The vote has shaped up to be primarily a contest between Rouhani, a politician who has campaigned on a platform of opening up the country to the West and easing social restrictions, and hardline rival Ebrahim Raisi, who has served in top positions in the judiciary for many years.
The incumbent President Hassan Rouhani, who won the 2013 presidential election by a landslide, is likely to be re-elected since all previous presidents have served two terms. Rouhani was the former secretary of the Supreme National Security Council (SNSC) from 1989 to 2005. He also served as deputy speaker of the Iranian parliament, or majlis.
Rouhani has a larger electoral base in urban centres, especially from youth, for his vision of greater social freedom.
An important achievement of Rouhani during his five-year term is his work in the partial lifting of the international financial and trade sanctions against Iran.
However, despite the partial lifting of the sanctions, economic growth has been very slow. If Rouhani is defeated, it would indicate a setback in public for his failure to address the economic problems of the country.
In the ongoing presidential campaign, Rouhani said he would focus on tackling unemployment and stimulate production.
Conservative candidate Ibrahim Raisi is considered the strongest opponent to Rouhani in the current election.
Raisi is a former prosecutor and current custodian of Astan Quds Razavi, the foundation managing the affairs of Imam Reza's shrine, which has an annual revenue of $210 billion.
His close association with the Supreme Leader Ayatollah Ali Khamenei would attract the support of conservatives across Iran.
During the presidential campaign he promised to tackle the economic problems of the country.
Mohammad Bagher Qalibaf
Qalibaf is a candidate from the conservative faction and he is the current mayor of Tehran.
He lost to Rouhani during the presidential election of 2013.
Qalibaf could be a challenging candidate from the ultra-conservative camp.
However, recent corruption allegations on the management of a Tehran municipality cast Qalibaf’s presidential bid into question.
Eshaq Jahangiri is a reformist candidate and currently serves as the vice president for Rouhani’s government.
He used to be a parliamentarian and served the minister of mines and metals under Mohammad Khatami's government.

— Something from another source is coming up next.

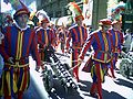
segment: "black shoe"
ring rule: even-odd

During the presidential campaign, he said that under the current government, the country has overcome a depression, but has to address purchasing power.
Hashemitaba is a reformist candidate. He served as vice president under former presidents Mohammad Khatami and Ayatollah Akbar Hashemi Rafsanjani.
During the presidential campaign, Hashemitaba promised to tackle unemployment, revive the economy and boost the national gross product.
Mostafa Mirsalim is a conservative politician and a member of the Expediency Council.He was minister of culture and Islamic guidance from 1994 to 1997. He was also senior adviser to former president Ayatollah Khamenei from 1981 to 1989.